For all of the foregoing reasons, the Court denies Hicks's motion for bail (Dkt. No. 58).
Defendant will remain committed to the custody of the Attorney General for confinement in a corrections facility separate, to the extent practicable, from persons awaiting or serving sentences or being held in custody pending appeal.
Despite the Court's order of detention, and pursuant to 18 U.S.C. § 3142(i)(3), the Attorney General must afford defendant reasonable opportunity for private consultation with counsel. See also U.S. v. Rodriguez ("Rodriguez I"), No. 12-CR-83S, 2014 WL 4094561 (W.D.N.Y. Aug. 18, 2014) (Scott, M.J.). Additionally, on order of the Court or on request of an attorney for the Government, the person in charge of the corrections facility in which defendant is confined must deliver him to a United States Marshal for the purpose of an appearance in connection with a court proceeding in this case.
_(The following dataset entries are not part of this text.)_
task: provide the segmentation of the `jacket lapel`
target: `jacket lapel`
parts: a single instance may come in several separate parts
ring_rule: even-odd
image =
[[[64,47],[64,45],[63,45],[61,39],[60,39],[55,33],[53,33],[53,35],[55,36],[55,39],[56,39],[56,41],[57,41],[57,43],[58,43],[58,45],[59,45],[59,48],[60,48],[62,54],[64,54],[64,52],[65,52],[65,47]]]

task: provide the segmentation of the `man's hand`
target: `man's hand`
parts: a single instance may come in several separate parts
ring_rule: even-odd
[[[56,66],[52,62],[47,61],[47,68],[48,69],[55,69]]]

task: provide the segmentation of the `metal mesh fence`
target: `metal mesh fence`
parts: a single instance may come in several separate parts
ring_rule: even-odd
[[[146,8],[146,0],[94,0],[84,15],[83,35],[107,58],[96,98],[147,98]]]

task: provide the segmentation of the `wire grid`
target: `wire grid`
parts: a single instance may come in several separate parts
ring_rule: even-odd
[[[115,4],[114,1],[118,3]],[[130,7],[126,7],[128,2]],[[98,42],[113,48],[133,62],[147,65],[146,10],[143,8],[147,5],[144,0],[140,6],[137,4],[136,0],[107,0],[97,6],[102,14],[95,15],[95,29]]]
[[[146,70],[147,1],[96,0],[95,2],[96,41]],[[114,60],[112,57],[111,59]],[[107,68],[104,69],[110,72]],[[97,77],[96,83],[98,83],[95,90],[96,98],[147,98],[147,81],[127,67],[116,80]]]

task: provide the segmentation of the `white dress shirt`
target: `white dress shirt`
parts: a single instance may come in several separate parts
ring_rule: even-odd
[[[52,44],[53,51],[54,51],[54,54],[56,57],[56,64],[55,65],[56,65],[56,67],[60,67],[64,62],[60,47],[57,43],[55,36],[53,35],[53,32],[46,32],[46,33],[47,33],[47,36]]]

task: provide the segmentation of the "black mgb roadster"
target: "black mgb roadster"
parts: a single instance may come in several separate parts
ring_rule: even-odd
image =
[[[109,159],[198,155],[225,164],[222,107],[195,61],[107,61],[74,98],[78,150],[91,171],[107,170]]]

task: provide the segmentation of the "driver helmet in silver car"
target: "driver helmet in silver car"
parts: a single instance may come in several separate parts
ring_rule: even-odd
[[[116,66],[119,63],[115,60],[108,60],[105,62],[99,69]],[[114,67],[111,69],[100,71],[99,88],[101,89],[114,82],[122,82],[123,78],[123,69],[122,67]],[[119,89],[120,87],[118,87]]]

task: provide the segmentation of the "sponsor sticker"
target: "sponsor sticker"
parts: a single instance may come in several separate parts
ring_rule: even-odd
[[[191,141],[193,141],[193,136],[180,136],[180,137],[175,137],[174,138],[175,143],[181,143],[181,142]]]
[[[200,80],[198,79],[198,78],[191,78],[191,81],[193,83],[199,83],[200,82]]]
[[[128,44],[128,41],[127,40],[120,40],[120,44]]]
See also U.S. v. Rodriguez ("Rodriguez II"), No. 12-CR-83S, 2015 WL 1120157, at *7 (W.D.N.Y. Mar. 12, 2015) (Scott, M.J.) (interpreting 18 U.S.C. § 3142(i)(4) to allow transports to prepare for an oral argument or hearing).
In accordance with 18 U.S.C. § 3142(j), nothing in this Decision and Order will be construed as modifying or limiting the presumption of innocence.
SO ORDERED.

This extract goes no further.